The White House pitched in to work on HUD’s messaging during the controversies but Carson was never summoned into the Oval Office for a dressing down, according to a HUD spokesman.
Carson’s below-the-radar work has been aided by the White House’s general disinterest in HUD.
In early organizational charts of the Trump presidential transition obtained by POLITICO, the HUD agency had no leader listed for weeks because it was considered such a low priority. Other agencies such as EPA, Energy, HHS, and Treasury were overseen by policy wonks, lobbyists, or business people like Andrew Bremberg or David Malpass, both of whom later entered the administration.
5. Stick with the Trump line
Past presidents have endeavored to surround themselves with people who could disagree with them.

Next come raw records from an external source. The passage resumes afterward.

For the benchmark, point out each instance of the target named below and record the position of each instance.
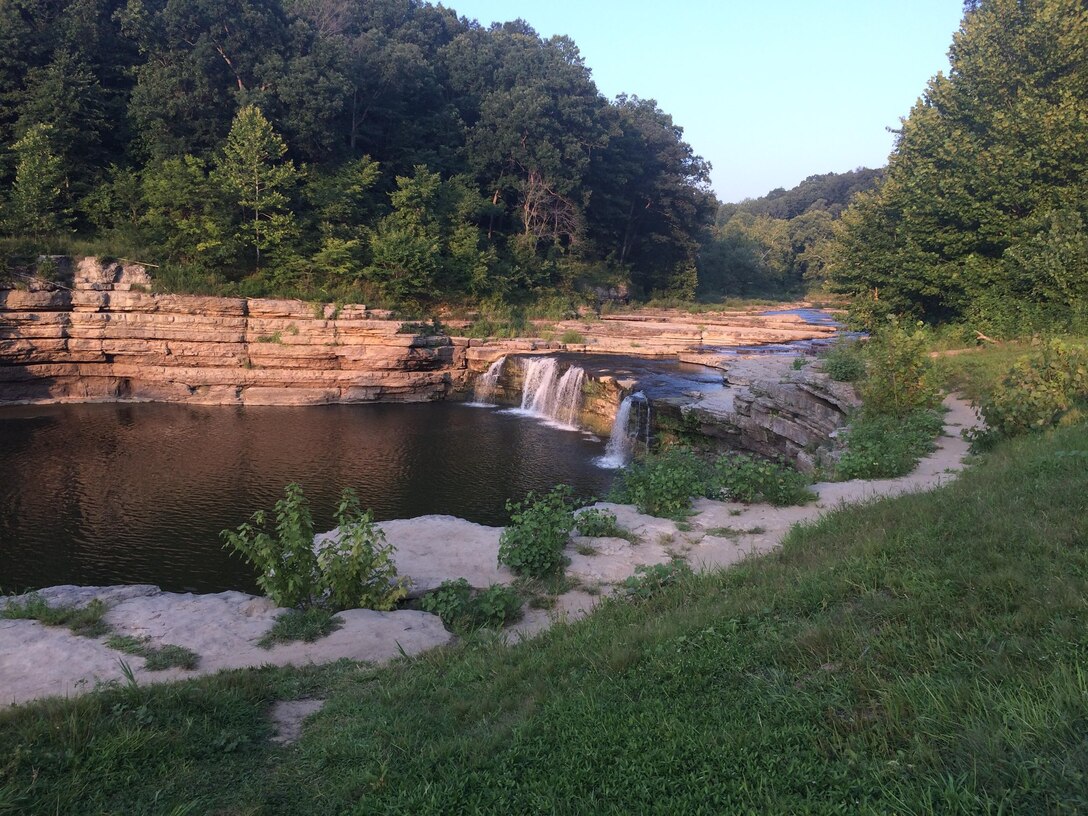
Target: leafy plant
(900, 374)
(885, 447)
(300, 625)
(356, 569)
(464, 610)
(533, 542)
(597, 523)
(748, 479)
(572, 337)
(1039, 392)
(663, 484)
(844, 362)
(87, 621)
(647, 581)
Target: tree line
(983, 215)
(390, 148)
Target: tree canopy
(984, 212)
(390, 147)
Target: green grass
(156, 658)
(975, 371)
(923, 654)
(885, 447)
(86, 621)
(300, 625)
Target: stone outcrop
(106, 338)
(769, 409)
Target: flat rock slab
(223, 629)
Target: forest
(395, 152)
(390, 150)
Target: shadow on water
(98, 494)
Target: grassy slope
(922, 654)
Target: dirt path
(38, 660)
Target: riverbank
(223, 629)
(98, 334)
(913, 654)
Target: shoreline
(223, 628)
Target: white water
(483, 390)
(548, 395)
(621, 441)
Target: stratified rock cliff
(106, 338)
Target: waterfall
(622, 439)
(483, 391)
(548, 394)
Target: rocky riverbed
(223, 629)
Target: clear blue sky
(768, 91)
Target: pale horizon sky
(768, 93)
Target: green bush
(650, 580)
(885, 447)
(844, 362)
(597, 523)
(464, 612)
(355, 570)
(533, 542)
(663, 484)
(749, 479)
(1039, 392)
(572, 337)
(900, 373)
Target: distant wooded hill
(387, 148)
(778, 244)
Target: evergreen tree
(258, 182)
(38, 205)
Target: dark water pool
(99, 494)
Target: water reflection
(96, 494)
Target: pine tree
(37, 206)
(258, 182)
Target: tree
(254, 174)
(38, 205)
(988, 159)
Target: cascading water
(548, 394)
(623, 437)
(483, 391)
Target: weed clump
(533, 542)
(464, 610)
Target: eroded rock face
(106, 338)
(769, 409)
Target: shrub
(748, 479)
(571, 336)
(900, 374)
(1037, 393)
(355, 570)
(885, 447)
(597, 523)
(533, 542)
(464, 612)
(286, 564)
(650, 580)
(844, 362)
(663, 484)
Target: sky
(769, 91)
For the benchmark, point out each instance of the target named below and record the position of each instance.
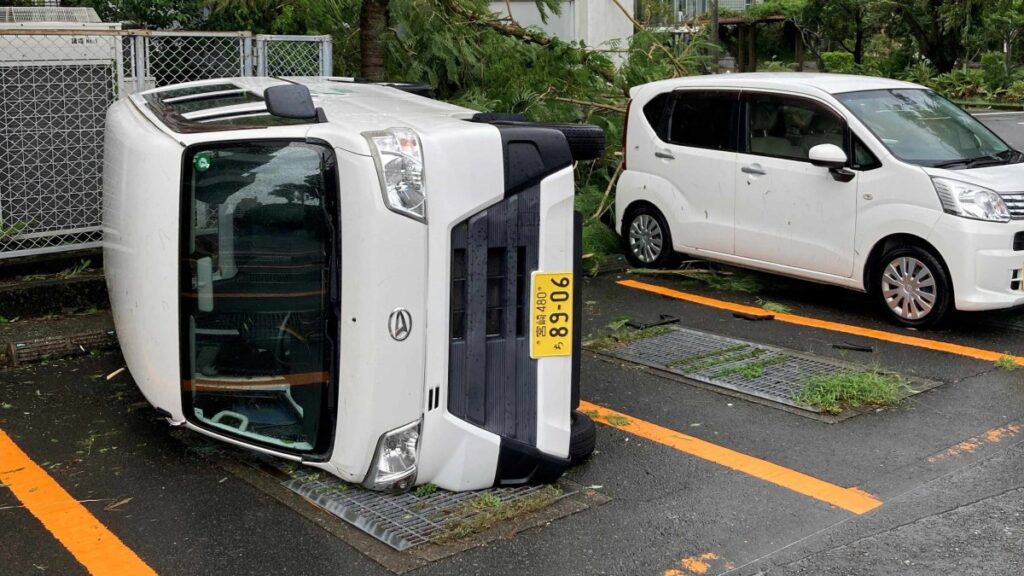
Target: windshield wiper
(987, 160)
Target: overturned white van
(351, 277)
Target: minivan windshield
(922, 127)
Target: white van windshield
(922, 127)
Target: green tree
(1005, 23)
(848, 24)
(940, 28)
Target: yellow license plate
(551, 315)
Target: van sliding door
(258, 293)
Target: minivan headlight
(971, 201)
(393, 466)
(398, 157)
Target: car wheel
(912, 287)
(583, 437)
(648, 242)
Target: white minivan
(351, 277)
(875, 184)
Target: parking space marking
(850, 499)
(86, 538)
(937, 345)
(994, 436)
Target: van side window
(654, 112)
(863, 159)
(783, 127)
(705, 120)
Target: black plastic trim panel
(519, 463)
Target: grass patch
(753, 369)
(774, 306)
(852, 388)
(1007, 363)
(625, 336)
(425, 490)
(486, 510)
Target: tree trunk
(373, 25)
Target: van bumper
(986, 270)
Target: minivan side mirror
(827, 156)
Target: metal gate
(55, 86)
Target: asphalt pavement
(946, 465)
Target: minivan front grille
(492, 377)
(1015, 203)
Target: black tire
(583, 437)
(924, 275)
(586, 140)
(637, 229)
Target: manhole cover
(757, 371)
(408, 520)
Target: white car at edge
(869, 183)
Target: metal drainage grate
(403, 521)
(756, 370)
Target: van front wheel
(912, 287)
(648, 243)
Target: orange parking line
(937, 345)
(851, 499)
(89, 541)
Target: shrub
(993, 71)
(1015, 93)
(839, 63)
(960, 84)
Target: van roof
(801, 82)
(237, 104)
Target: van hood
(1006, 178)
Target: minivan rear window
(705, 119)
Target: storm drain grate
(403, 521)
(755, 370)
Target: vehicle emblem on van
(399, 324)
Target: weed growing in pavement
(425, 490)
(625, 336)
(1007, 363)
(487, 509)
(852, 388)
(774, 306)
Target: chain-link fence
(55, 86)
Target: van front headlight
(971, 201)
(393, 466)
(398, 157)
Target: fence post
(327, 56)
(247, 55)
(141, 68)
(260, 55)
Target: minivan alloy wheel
(909, 288)
(646, 239)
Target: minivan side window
(786, 127)
(705, 119)
(654, 112)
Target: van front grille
(1015, 202)
(492, 377)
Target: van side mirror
(292, 100)
(827, 156)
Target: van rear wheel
(648, 242)
(912, 287)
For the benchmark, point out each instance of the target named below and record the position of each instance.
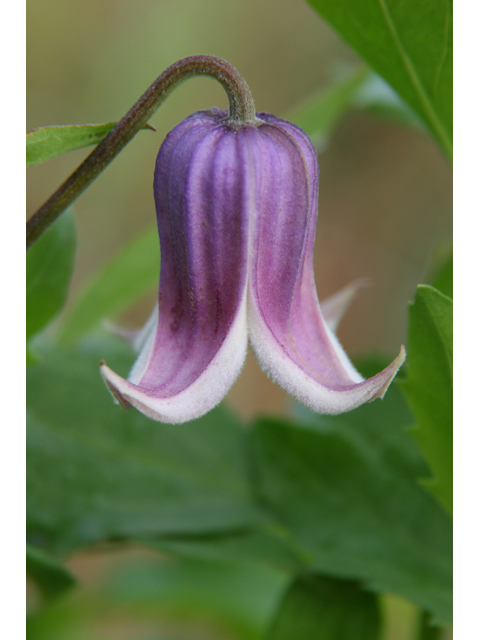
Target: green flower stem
(241, 112)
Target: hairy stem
(241, 113)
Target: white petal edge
(205, 393)
(288, 375)
(334, 307)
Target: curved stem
(241, 113)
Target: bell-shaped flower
(236, 213)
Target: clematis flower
(236, 212)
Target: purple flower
(236, 212)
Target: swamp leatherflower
(236, 211)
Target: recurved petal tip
(109, 378)
(385, 377)
(334, 307)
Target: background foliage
(279, 526)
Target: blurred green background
(385, 190)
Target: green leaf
(408, 43)
(377, 97)
(328, 609)
(320, 113)
(49, 575)
(48, 142)
(96, 472)
(178, 598)
(129, 275)
(429, 385)
(346, 488)
(49, 267)
(264, 545)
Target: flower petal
(292, 341)
(334, 307)
(197, 348)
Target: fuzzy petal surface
(197, 346)
(289, 335)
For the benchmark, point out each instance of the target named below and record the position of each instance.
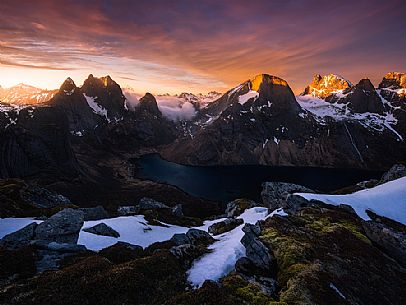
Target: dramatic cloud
(175, 108)
(182, 45)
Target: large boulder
(397, 171)
(274, 194)
(63, 227)
(177, 210)
(237, 207)
(260, 256)
(95, 213)
(388, 235)
(151, 204)
(102, 229)
(128, 210)
(19, 238)
(225, 226)
(122, 252)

“Most presidents [want] somebody who can tell them off,” said Doug Brinkley, a presidential historian at Rice University. That is not the case with Trump, he said, where “challenging the president leads to dismissal or resignation.”
“I’m not sure that debate – robust, limp, whatever—I’m not sure that he’s ever interested in debate,” said Gwenda Blair, who wrote the Trump biography “The Trumps.” “He’s interested in the transactional aspect of any particular moment. That’s always the question: What’s in it for me?”
Disagreeing with the boss – especially if those disagreements become personal and public – can carry a heavy price.
Tillerson once reportedly called Trump a “moron,” and the president’s humiliation of the former secretary of state was severe. He was fired via tweet, and chief of staff John Kelly later told reporters that he delivered the news to Tillerson while Tillerson was ill and sitting on the toilet.
Trump also forgives people who seem to come around to his way of thinking.
Economic adviser Larry Kudlow, who was hired in March, previously disagreed with Trump’s plan to impose tariffs on steel and other imports.
But after Kudlow started at the White House, he swallowed his opposition—and the president rewarded him with public kudos: “He's a special man. He has been a friend. I have been on his show many, many times over the years. And we have had a lot of fun together. We haven't always agreed. But I noticed lately Larry is agreeing more and more with me, which makes me quite happy.”